I understand that maintaining this library happens on a volunteer basis, and I don't want to be too ungrateful. I also appreciate the work that you've put into this.

idontgetoutmuch commented 2 years ago

Hi @sullyj3 - thanks for the feedback and I fully agree with what you say about making the library easy to use. I have however what I think is a better plan to improve things. random-fu itself has long needed a complete re-write even without changing the interface.

I have however discovered that the maintainer / author of mwc-random has made all the sampling functions independent of the RNG. And monad-bayes provides a sampleIO which uses these to allow the user to write things like

syntheticData :: MonadSample m => Int -> m [(Double, Double)]
syntheticData n = do
  let xs = map fromIntegral [1 .. n]
      ys = map (3 *) xs
  eps <- replicateM n $ normal 0 0.1
  let zs = zipWith (+) ys eps
  return $ zip XS zs

and then "run" them via sampleIO (syntheticData 10) for example which uses random to provide the RNG (which is better than MWC).
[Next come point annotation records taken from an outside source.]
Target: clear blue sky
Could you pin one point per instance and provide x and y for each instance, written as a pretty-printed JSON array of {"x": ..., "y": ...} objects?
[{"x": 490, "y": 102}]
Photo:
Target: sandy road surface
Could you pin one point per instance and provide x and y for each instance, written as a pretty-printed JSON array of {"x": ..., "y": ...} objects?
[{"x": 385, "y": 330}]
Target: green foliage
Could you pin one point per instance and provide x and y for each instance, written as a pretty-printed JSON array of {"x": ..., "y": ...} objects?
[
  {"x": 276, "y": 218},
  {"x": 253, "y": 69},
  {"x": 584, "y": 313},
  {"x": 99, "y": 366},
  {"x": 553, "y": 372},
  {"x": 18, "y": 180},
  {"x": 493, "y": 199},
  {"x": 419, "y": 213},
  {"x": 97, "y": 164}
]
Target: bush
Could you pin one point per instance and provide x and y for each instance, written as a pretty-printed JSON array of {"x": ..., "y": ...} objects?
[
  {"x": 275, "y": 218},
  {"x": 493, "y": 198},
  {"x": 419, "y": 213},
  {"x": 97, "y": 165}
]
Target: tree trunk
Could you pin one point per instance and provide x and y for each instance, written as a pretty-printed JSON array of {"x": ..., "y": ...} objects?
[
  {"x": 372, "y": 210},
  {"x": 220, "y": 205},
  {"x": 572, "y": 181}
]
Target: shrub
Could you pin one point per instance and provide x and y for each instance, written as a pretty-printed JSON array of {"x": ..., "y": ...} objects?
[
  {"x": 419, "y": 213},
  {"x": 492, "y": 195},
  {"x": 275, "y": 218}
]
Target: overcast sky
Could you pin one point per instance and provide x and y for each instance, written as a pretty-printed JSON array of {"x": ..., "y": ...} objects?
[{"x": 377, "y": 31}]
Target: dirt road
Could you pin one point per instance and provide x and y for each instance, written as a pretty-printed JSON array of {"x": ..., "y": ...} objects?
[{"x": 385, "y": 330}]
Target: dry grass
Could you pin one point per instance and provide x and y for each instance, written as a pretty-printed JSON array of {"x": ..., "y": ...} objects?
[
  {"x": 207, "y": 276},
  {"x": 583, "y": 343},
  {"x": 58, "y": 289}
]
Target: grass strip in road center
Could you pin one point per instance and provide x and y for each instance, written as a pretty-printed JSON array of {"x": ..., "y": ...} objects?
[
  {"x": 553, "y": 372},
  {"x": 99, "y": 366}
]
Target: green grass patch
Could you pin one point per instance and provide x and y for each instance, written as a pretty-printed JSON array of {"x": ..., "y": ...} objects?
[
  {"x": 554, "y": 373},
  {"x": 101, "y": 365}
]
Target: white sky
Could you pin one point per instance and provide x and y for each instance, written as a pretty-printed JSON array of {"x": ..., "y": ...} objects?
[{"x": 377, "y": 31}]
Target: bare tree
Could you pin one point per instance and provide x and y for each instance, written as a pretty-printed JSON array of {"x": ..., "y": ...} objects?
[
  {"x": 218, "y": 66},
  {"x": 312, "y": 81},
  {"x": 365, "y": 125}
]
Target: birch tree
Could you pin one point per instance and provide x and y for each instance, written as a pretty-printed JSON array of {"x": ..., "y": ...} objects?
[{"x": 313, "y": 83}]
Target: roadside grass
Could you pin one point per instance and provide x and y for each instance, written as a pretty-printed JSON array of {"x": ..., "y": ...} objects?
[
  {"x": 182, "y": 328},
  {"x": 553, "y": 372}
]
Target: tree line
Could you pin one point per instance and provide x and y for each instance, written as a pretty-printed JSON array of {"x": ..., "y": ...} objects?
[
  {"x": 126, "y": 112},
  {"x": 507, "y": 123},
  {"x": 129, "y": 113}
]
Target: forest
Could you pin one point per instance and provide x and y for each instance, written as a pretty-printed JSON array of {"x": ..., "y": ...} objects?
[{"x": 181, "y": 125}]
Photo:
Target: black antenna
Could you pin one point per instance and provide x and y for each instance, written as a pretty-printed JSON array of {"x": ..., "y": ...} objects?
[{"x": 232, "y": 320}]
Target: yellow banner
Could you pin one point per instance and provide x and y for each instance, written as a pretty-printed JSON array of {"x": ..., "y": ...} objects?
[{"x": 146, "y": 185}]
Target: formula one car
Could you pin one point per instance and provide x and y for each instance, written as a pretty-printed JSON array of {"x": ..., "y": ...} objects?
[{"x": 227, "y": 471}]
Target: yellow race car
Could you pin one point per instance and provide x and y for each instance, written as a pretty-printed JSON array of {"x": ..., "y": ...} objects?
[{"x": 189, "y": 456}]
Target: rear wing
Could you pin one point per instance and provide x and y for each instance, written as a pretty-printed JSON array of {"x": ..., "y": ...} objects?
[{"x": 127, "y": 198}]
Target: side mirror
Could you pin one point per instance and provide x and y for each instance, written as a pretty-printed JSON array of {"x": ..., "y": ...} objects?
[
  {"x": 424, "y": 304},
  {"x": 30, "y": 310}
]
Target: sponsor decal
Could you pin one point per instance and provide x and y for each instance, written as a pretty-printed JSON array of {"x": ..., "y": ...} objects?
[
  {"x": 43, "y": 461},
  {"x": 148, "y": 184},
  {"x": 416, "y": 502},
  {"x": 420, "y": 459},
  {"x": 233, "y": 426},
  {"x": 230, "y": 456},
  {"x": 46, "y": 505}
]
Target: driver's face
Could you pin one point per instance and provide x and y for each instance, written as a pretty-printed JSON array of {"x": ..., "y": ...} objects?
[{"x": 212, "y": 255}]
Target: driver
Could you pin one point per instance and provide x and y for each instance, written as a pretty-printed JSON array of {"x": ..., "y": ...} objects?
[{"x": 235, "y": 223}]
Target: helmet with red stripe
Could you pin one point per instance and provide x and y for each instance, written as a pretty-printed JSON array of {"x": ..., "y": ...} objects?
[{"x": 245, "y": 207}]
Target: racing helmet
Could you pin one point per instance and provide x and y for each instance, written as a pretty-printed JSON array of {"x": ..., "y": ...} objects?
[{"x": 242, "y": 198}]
My plan is to migrate any distributions that random-fu has but mwc-random does not and then write a migration document for random-fu users.

Even better is that monad-bayes allows you to do inference but that's a whole different story :-)

Also there is actually a team of use actively working on / using monad-bayes; in contrast I only work on random-fu when I have the time.

HTH

sullyj3 commented 2 years ago

Ok, that's encouraging. Thanks for laying that out for me. I look forward to seeing your plan come to fruition!

spearman commented 1 year ago

Is it possible anymore to use random-fu as a standalone library? It seems like you have to bring in MTL and System.Random

before:

import qualified Data.Random as Random
import qualified Data.Random.Distribution.Bernoulli as Bernoulli

main :: IO ()
main = do
  x <- Random.sample $ Bernoulli.Bernoulli (0.5 :: Double) :: IO Double
  print x

after:

import qualified System.Random.Stateful as Random.Stateful
import qualified Data.Random as Random
import qualified Data.Random.Distribution.Bernoulli as Bernoulli
import qualified Control.Monad.Reader as Reader

main :: IO ()
main = do
  stdgen <- Random.Stateful.newIOGenM =<< Random.Stateful.newStdGen
  x <- Reader.runReaderT (Random.sample $ Bernoulli.Bernoulli (0.5 :: Double)) stdgen
        :: IO Double
  print x

Is this the most minimal example with random-fu 0.3? I am also not sure if the examples are equivalent.

idontgetoutmuch commented 1 year ago

Is it possible anymore to use random-fu as a standalone library? It seems like you have to bring in MTL and System.Random

before:

import qualified Data.Random as Random
import qualified Data.Random.Distribution.Bernoulli as Bernoulli

main :: IO ()
main = do
  x <- Random.sample $ Bernoulli.Bernoulli (0.5 :: Double) :: IO Double
  print x

after:

import qualified System.Random.Stateful as Random.Stateful
import qualified Data.Random as Random
import qualified Data.Random.Distribution.Bernoulli as Bernoulli
import qualified Control.Monad.Reader as Reader

main :: IO ()
main = do
  stdgen <- Random.Stateful.newIOGenM =<< Random.Stateful.newStdGen
  x <- Reader.runReaderT (Random.sample $ Bernoulli.Bernoulli (0.5 :: Double)) stdgen
        :: IO Double
  print x

Is this the most minimal example with random-fu 0.3? I am also not sure if the examples are equivalent.

They look equivalent to me.

It might be possible to create and export helper functions from random-fu so that one doesn't have to import mtl and random. Maybe you can try and then create a PR?

I am going to use your example in the documentation. I hope you don't mind.

spearman commented 1 year ago

You can use the example in the documentation. I'm not sure that I will have time to submit a PR in the near future, if anyone else wants to that would be great.